Researchers are examining combination therapies with immunotherapy, with and without chemotherapy.
Combination treatments involving checkpoint inhibitors continue to gain attention, including both combinations involving more than 1 immunotherapy and those that involve immunotherapy and chemotherapy. Researchers continue to seek biomarkers that will allow them to match treatment combinations with patients who will most benefit.
On Monday, Bristol-Myers Squibb followed up on results it released earlier this year from the phase 3 Checkmate 227 trial in non-small cell lung cancer (NSCLC); it previously presented results from the nivolumab (Opdivo) and ipilimumab (Yervoy) combination, which showed that this combination reduced progression risk 42% for patients with a high tumor mutation burden.
Results presented at the American Society of Clinical Oncology (ASCO) involve patients in the trial arm treated with nivolumab and chemotherapy. Researchers report results for 550 chemotherapy-naïve patients with stage IV or recurrent NSCLC; they had no known EGFR/ALK mutations, and had < 1% PD-L1 expression. These included 177 in the nivolumab plus chemotherapy arm, compared with 186 who were treated with chemotherapy only.

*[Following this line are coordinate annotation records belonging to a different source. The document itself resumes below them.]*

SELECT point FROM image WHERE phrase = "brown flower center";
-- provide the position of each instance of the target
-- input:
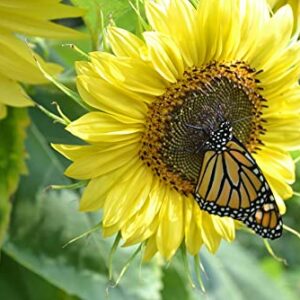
(177, 122)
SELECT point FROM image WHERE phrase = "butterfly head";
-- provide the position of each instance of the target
(220, 137)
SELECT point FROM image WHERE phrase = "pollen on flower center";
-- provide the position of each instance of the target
(178, 122)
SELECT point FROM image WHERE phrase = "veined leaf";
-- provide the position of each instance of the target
(43, 221)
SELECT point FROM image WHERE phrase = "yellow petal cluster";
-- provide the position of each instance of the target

Those taking the nivolumab-chemotherapy arm had improved progression-free survival (PFS) over the chemotherapy arm (hazard ratio = 0.74; CI, 0.58-0.94). Minimum follow-up was 11.2 months, and patients were treated up to 2 years. Most subgroups saw PFS with the nivolumab-chemotherapy combination, but the benefit was more pronounced among non-squamous (HR = 0.68) than among squamous (HR = 0.92).
The rates of adverse events that caused patients to stop taking therapy were about the same in both the nivolumab-chemotherapy arm (13%) and the chemotherapy arm (14%).
Reference
Borghaei H, Hellman MD, Paz-Ares LG, et al. Nivolumab + platinum doublet chemotherapy vs chemo as first-line treatment for advanced non-small cell lung cancer (NSCLC) with < 1% tumor PD-L1 expression. J Clin Oncol 2018; 36 (suppl; abstr 9001).